[Critique] LENNY

STARVIDEOCLUB | 5 avril 2016 | Aucun commentaire
Lenny-poster

Titre original : Lenny

Rating: ★★★★½
Origine : États-Unis
Réalisateur : Bob Fosse
Distribution : Dustin Hoffman, Valerie Perrine, Jan Miner, Stanley Beck, Frankie Man…
Genre : Drame/Biopic/Adaptation
Date de sortie : 11 juin 1975

Le Pitch :
La vie et l’œuvre de Lenny Bruce, le comique américain le plus célèbre et le plus controversé des années 60. Un provocateur brillant, observateur et révélateur des travers de la société, pris pour cible par les autorités de son époque…

La Critique :
« Lenny est mort d’une overdose de police ». C’est ainsi que Phil Spector, le célèbre producteur de musique, lui aussi connu pour ses frasques, a un jour réagi à propos de la disparition de Lenny Bruce. Un homme qui avant de devenir la cible du FBI et un abonné des tribunaux, qui finirent ainsi par le mener à sa perte, s’imposa comme l’une des personnalités les plus brillantes de son temps. Car il faut savoir que Lenny Bruce a quasiment inventé le stand-up. Quand on voit ses numéros, impossible de ne pas penser à Louis C.K., à Chris Tucker et même bien sûr à leurs homologues français comme Guy Bedos, qui a d’ailleurs mis en évidence, dans un de ses sketchs, l’obscénité des policiers qui permirent aux journalistes de prendre des photos du corps sans vie de Bruce à la suite de son overdose. Une obscénité que ces mêmes autorités n’ont cessé de lui reprocher de son vivant, encadrant ses spectacles et sautant sur l’occasion pour l’accabler à chaque « gros mot » ou comportement jugé déviant. Fondateur, agitateur, penseur, Lenny Bruce a marqué les esprits.

Lenny-Dustin-Hoffman

Lenny, le biopic de Bob Fosse est ainsi important à plus d’un titre. D’un point de vue « historique » tout d’abord car il permet de faire connaissance avec le personnage, puis d’un point de vue cinématographique, tant Fosse a posé, avec ce film, les bases d’un genre à part entière, voire de plusieurs. Découvrir Lenny aujourd’hui, plus de quarante ans après sa sortie en salle, c’est forcément faire le rapprochement avec tous ces biopics sortis depuis, qui pour certains, ont calqué leur structure sur celle de Lenny. Sans avoir recours au plagiat, mais en réutilisant les mécanismes mis en place par Bob Fosse dont le travail se distingue encore aujourd’hui par sa modernité et son audace flagrante. On parle donc ici d’un long-métrage à la fois très intéressant sur la forme, et parfaitement pertinent et même carrément salvateur sur le fond.

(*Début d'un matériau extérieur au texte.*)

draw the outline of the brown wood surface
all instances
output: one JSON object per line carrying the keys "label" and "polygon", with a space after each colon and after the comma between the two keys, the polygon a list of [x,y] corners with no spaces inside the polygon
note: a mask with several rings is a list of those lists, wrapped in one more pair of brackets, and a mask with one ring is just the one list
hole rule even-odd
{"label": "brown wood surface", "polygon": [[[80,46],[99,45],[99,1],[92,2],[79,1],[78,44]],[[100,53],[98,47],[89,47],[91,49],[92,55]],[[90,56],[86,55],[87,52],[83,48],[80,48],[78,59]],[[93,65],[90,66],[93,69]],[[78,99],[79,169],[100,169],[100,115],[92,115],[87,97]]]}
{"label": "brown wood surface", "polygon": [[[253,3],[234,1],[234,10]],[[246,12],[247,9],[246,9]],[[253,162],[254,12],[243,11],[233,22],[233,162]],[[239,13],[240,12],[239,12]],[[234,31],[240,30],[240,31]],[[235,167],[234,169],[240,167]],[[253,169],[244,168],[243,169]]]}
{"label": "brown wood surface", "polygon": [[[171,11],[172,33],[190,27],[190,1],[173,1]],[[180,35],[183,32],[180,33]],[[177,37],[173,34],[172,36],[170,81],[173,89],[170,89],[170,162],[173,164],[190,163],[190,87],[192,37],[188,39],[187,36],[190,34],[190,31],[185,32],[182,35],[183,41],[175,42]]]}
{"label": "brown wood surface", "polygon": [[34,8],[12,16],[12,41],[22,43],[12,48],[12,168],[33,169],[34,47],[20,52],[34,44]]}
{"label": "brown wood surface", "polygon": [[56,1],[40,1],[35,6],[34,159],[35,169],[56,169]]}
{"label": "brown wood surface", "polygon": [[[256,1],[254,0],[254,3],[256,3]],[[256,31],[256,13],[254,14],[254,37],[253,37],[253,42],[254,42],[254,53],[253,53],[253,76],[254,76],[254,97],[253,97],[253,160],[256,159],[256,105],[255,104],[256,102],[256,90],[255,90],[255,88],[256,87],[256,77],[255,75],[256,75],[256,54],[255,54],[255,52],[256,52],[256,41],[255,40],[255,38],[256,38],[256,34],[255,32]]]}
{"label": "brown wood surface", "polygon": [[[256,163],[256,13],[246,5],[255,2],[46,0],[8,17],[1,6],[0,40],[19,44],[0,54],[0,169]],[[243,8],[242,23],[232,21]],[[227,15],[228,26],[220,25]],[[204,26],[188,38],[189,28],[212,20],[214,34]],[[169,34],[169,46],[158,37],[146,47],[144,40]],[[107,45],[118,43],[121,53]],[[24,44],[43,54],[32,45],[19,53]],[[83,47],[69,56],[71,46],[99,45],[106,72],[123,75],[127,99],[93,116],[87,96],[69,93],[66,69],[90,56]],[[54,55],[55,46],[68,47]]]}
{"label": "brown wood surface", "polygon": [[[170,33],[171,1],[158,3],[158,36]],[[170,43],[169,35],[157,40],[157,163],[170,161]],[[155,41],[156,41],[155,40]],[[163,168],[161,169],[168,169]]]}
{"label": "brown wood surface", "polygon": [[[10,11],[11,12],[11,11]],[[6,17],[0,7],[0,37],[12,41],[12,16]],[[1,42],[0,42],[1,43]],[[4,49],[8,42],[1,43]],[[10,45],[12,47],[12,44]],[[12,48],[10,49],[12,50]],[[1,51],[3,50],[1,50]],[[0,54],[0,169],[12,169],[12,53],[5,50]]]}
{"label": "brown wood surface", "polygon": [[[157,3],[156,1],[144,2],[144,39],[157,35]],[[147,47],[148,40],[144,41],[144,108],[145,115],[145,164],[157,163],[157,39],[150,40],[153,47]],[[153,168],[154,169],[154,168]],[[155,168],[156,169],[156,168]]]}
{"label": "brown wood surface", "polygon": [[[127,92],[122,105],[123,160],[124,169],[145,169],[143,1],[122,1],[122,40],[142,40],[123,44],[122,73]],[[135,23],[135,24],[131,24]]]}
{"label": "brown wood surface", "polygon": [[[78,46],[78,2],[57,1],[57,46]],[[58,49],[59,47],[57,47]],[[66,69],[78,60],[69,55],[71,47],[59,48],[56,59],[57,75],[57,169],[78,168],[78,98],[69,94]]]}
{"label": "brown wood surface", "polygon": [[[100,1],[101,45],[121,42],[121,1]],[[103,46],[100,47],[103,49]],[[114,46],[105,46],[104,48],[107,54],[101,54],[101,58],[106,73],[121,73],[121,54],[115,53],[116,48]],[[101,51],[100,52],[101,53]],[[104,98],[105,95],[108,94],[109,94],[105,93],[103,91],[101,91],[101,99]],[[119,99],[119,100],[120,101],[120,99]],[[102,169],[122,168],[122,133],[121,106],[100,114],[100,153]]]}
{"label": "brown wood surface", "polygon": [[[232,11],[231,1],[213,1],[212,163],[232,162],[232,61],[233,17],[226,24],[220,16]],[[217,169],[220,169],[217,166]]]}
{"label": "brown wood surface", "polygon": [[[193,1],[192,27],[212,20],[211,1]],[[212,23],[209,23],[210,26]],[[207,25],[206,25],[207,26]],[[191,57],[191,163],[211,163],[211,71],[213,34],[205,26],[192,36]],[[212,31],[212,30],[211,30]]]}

Plutôt que de raconter la vie de son sujet en commençant par le début, Bob Fosse a préféré avoir recours à une forme semi-documentaire, en entrecoupant les moments clés de la carrière de Lenny Bruce par des interviews de ses proches. Des personnes comme son agent et surtout son épouse, interprétés à l’écran par des acteurs comme Valerie Perrine, par ailleurs brillante du début à la fin dans une composition borderline qui s’avérait plutôt difficile à saisir sans tomber dans l’excès (elle a remporté le Prix d’interprétation à Cannes). Depuis, Jerry Seinfeld et Louis C.K. ont d’une certaine façon repris cette dynamique dans leurs séries respectives, en intercalant des passages pendant lesquels ils se produisent sur scène, alternant avec des scènes censées faire progresser la trame de l’épisode. Avant tout le monde, Bob Fosse avait ainsi choisi d’illustrer les idées et plus globalement la démarche de Bruce en faisant de son film une succession de scènes « live » et de moments de vie, le tout également entrecoupé d’interviews.
Très dynamique, la mise en scène du réalisateur cadre parfaitement avec la terrible énergie qui se dégage du personnage incarné par Dustin Hoffman. Jamais bien longtemps posée, la caméra est vive, les plans sont pertinents, au cœur de l’action afin de saisir les subtilités des émotions, parfois à peine retranscrites, suggérées mais puissantes. D’un noir et blanc profond, le film se pose comme une œuvre d’art à part entière. Comme le terrain d’expérimentation d’un réalisateur en avance sur son temps, visiblement très inspiré, voire galvanisé par son sujet, en accord sur la forme avec la verve d’un Lenny Bruce quant à lui parfaitement campé par un Dustin Hoffman au-dessus de tout.
Avant Woody Harrelson dans Larry Flint ou, à plus forte raison, avant Jim Carrey dans Man of the Moon, Dustin Hoffman livre une performance à fleur de peau. À la fois fragile et puissante, fort et faible, abattu et combatif, brillant et pathétique, il rend justice à Lenny Bruce avec toute l’ambivalence, la pertinence et la passion dont il a si souvent fait preuve au cours de sa remarquable carrière. Grâce à lui, c’est tout le génie du comédien de stand up qui saute au yeux. Son génie mais aussi son importance au cœur d’une société qui, nous le savons maintenant, a avancé grâce à ces perturbateurs. Sorte de rock star, au même titre que Bob Dylan et d’autres figures emblématiques des années 60, Lenny Bruce ne pouvait pas trouver un meilleur interprète ni un meilleur réalisateur. Ensemble, avec la formidable Valerie Perrine, les deux hommes capturent l’étincelle. L’essentiel. Ils livrent le portrait d’un homme hors-norme mais aussi d’une époque. Celle du Vietnam et de la contestation. Sans sortir du cadre de la vie de Lenny Bruce, sans faire une démonstration, juste avec des mots et le pouvoir de l’interprétation, ils inscrivent leur travail dans une démarche satirique, qui en dit long sur la politique, la censure, le bon goût, l’humour, les États-Unis, le sexe, la violence, l’amour et l’ambition.
On pourra bien sûr souligner quelques ellipses hasardeuses, et ces rares moments où le script se répète un peu inutilement, mais cela ne suffit pas à amoindrir le formidable impact de Lenny. Un film matriciel qui ouvrira la porte à beaucoup d’autres et qui, en cela, mérite son statut de film culte.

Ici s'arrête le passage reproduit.